Walking East into the Esplanade we discovered some wonderful artisans displaying their work. The far end of the Esplanade opens to ‘Le Corum’, with its new opera house and conference center, all clad in pink marble.



While looking West from la Place de la Comédie, you’ll find the most incredible bookstore, the Librairie Sauramps leaning against the pyramid building. 2500 sqm or 27 000 sft of sales floors with nothing but books. A veritable labyrinth of nurishment for mind & soul. Oh, ok, and e-games and DVDs.  










We neither perused literature, nor did we go to the movies, nor did we zip around in the white tourist choo-choo. Instead we entered Old Town by way of rue de la Loge and wandered about enjoying the sights.









There are so many impressions to process, it boggles the mind. The general atmosphere enriched with thousands of details, like the small banner in the middle of the alley above for the ‘Maison de Heidelberg’ a German cultural center maintained by one of Montpellier’s eleven sister cities, Heidelberg. I wouldn’t have noticed the sign, but for its tiny German flag. 
  


The hilly cityscape we encountered was a bit of a surprise. I’ve always thought of Montpellier as a coastal town, so I wasn’t prepared for such noticeable elevation changes. 

The narrow streets offered new vistas and discoveries at every turn, ultimately leading us to a charming, secrete plaza, the Carré Sainte-Anne, with bicycles, both decorated and embedded. More of the latter in due course. 

First, we had to have lunch and relax from the hard work called sightseeing. We chose ‘Le Prés Vert’ (Green Meadow) with its outdoor tables nestled against the walls of the now deconsecrated former church of Saint Anne and, surrounded by green stuff naturally, settled down for a beautifully presented and tasty meal. 

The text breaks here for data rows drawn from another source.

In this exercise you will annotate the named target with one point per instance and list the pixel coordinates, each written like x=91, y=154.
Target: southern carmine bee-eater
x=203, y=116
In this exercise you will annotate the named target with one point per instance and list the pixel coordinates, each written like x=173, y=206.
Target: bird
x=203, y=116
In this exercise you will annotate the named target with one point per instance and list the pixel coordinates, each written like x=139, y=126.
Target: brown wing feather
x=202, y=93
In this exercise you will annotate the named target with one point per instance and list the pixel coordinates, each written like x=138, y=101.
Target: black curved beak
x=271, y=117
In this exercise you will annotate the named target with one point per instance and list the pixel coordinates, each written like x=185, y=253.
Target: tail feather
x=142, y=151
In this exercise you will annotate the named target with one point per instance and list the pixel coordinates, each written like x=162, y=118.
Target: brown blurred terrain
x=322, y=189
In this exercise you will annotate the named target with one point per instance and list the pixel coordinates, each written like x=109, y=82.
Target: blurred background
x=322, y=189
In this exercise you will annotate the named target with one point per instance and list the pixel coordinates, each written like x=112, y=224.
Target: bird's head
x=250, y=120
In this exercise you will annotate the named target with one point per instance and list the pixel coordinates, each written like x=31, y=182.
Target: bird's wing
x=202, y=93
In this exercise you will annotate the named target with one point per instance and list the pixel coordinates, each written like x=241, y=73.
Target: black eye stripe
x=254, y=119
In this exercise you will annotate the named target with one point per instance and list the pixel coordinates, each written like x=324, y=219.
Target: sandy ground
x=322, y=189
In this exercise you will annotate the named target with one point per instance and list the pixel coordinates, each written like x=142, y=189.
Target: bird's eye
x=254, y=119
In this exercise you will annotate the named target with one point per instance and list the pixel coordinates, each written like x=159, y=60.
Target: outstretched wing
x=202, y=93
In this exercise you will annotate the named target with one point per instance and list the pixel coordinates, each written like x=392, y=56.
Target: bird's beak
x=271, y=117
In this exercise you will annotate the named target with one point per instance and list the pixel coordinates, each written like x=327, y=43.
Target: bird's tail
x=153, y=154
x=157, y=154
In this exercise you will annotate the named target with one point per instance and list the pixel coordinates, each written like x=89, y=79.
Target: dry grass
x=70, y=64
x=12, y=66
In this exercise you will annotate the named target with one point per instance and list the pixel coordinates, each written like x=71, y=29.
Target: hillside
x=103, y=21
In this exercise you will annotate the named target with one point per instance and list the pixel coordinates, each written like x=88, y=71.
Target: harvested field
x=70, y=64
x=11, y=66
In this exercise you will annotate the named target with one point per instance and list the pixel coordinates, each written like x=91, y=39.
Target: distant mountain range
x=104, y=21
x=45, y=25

Saint Anne’s now serves as a contemporary art gallery & performance center. I don’t think, this particular character approves. He seems to say, oy vey iz mir, what have they done?

The bike in the wall kept niggling and I had to get a close-up. What a splendid piece of random art! Makes you smile.












After lunch we continued to amble through alleyways, slowly turning this way and that, passing intriguing street signs,

one of which was actually a double street sign.


Looking into the narrow curve of Stanislas’ street, we first see the office for ‘Casa Voce’, the local contact for the famous Roy Hart Voice Center in the Cévenne mountains, before we notice the ‘ABMD Société d’Avocats’, a large law firm locate at Nº 2 rue “criminel”. Of course, where else?